I was recently reading the HN thread at http://hackerne.ws/item?id=2647301 and remembered how I was in a similar situation a few years ago. (Well, the kid in that thread seems a bit more proficient and forwards thinking than I was, but ey, same sort of deal.) Anyway, I've been playing around with technology soon, and am a college freshman now (doing engineering and physics and such).<p>One of the commenters in previous link said something along the lines of: "Work on your skills, then you can later earn money consulting at $100/hr" or something along the lines of that. I'm curious about two things:<p>1. What type of skills should I be working on? What are valuable skills if you're doing consulting?<p>2. I've done some consulting/freelancing, but I haven't really been able to raise my rates above $30/hr or so. Then again, most of the consulting I've done has been for startups and their like - most of which can't afford high rates. How do you get consulting/freelancing gigs? (Mine have been from distant family friends and HN Who's Hiring)<p>[Addendum: For the record, the reason I'm interested is because even though I probably won't need to go into debt to pay for college (scholarships help a lot, a bit parents, a bit saved up), working at higher rates would still help. College is pretty damn expensive.]<p>[Addendum 2: I have a pretty cool freelancing gig right now which I definitely like, I'm just curious for the future.]
======
patio11
1\. Anything which solves problem for businesses, which can include
programming. Do not, do not, _do not_ assume that being a programming demigod
is required to be a high-class consultant or that is even your primary source
of value.

There are any number of folks who consult on things on HN, on everything from
optimizing warehouse processes to pen testing Java web applications with
obscure wire protocols to SEOing websites for software companies. The common
thread among those who make a lot of money is that their customers trust them
to make them shedloads of money or avoid equivalent losses.
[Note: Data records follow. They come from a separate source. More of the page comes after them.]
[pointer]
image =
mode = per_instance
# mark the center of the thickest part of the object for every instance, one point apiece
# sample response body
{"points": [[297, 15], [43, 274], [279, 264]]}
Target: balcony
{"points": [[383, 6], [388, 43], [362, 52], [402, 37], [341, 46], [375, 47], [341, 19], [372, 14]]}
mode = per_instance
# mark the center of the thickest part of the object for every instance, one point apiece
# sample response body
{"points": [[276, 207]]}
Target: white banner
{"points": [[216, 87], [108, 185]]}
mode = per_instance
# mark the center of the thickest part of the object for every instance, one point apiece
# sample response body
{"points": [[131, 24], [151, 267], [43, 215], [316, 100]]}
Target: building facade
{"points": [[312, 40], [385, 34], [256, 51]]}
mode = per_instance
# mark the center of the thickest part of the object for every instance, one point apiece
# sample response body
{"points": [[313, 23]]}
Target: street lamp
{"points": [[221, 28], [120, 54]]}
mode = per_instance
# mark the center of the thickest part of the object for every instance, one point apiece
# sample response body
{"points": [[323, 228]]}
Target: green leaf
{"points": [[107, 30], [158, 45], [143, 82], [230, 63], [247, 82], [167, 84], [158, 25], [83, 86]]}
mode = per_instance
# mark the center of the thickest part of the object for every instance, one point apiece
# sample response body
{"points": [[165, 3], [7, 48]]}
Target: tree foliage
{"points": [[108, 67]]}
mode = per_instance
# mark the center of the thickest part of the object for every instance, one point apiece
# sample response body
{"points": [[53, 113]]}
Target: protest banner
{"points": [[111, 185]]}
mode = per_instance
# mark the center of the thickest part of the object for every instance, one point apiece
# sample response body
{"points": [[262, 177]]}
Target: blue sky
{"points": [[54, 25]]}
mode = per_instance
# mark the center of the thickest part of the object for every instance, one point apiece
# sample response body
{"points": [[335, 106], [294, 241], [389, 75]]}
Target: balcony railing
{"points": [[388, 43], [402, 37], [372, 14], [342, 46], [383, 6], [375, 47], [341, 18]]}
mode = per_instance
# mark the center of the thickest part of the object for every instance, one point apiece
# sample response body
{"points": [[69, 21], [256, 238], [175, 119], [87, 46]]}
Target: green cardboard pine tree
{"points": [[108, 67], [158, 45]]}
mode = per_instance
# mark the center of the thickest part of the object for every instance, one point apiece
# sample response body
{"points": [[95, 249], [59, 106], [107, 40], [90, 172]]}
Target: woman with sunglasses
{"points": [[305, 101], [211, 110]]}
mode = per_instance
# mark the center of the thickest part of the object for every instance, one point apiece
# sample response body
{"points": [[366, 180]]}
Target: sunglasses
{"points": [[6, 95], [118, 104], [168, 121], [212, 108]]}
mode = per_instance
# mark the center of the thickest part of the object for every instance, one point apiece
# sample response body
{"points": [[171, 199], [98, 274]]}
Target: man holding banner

2) I once read an interview with a wealth management professional on the
secret to getting rich off regular labor, and his answer was interesting:
"Transactional work for rich people." To elaborate, if you're essentially
getting paid a portion of the transaction, you want to work for people whose
transactions are huge. Given that it takes virtually the same amount of work
to sell a $2 million house and a $200,000 house, get the 7% off the pricier
house. Given that it takes essentially the same amount of work to write a SEO
strategy for a company that has $20 million a year in revenue and one that has
$20,000 a year in revenue, do it for the bigger company.

I get consulting gigs primarily because folks ask me to consult for them. They
typically know me from some combination of my blog, my Internet participation
at watering holes like HN, or offline networking. (Conferences and HN meetups
have been very good to me, and I enjoy the heck out of them.)

By the way: I know this is probably blow-your-mind territory right now, but I
wish somebody would have told me when I was a college freshman since it would
have saved several years: $100 is not a high consulting rate. People
substantially less talented than you command multiples of it, for a variety of
reasons. For example, the _day_ after you graduate, you could be billed out at
$300 / hour by one of the large consulting firms like McKinsey. That's
probably a pathological example, but if you nail what McKinsey nails (giving
clients the feeling that corporate money spent on them will ensure their
personal career goals), you can also command rates that are substantially in
excess of the numbers you are currently contemplating.

------
gexla
Pretty much anything. I know people making those rates configuring content
management systems. How much easier work can you get than that?

If you charge per project then you can free yourself from the hourly game. In
some cases a healthy project fee can look more appealing than an hourly rate
even if you know that you could do the project for half the cost of the per
project fee if you were to charge hourly. Hourly makes people nervous.

Sometimes hour rates are meaningless. If the developer is horribly slow,
dishonest or incompetent then even "cheap" becomes expensive. What good does
saving money on a developer do if your business is losing wads of money
because the developer is taking far longer than expected to complete your
project?

I think it all comes down to giving the client the warm and fuzzies,
delivering in a reasonable timeframe and doing so with decent quality. It's
also about being able to sell yourself. These aren't always the qualities of a
technician. You also have to be a business person.

------
csomar
Don't care about the rate until you are competent enough. Competence is
subjective, and the more you learn the better. Try to be able to do something
from A to Z (like a Website) and take care of all the details. When you are
self-confident enough, start looking for jobs.

Rates vary widely and they are not always a good measure of your knowledge and
expertise. Connections, portfolio, friends... are what will determine your
rates. Meeting with the right person and the right company is key and it's not
always an easy job. But that's the not the matter now.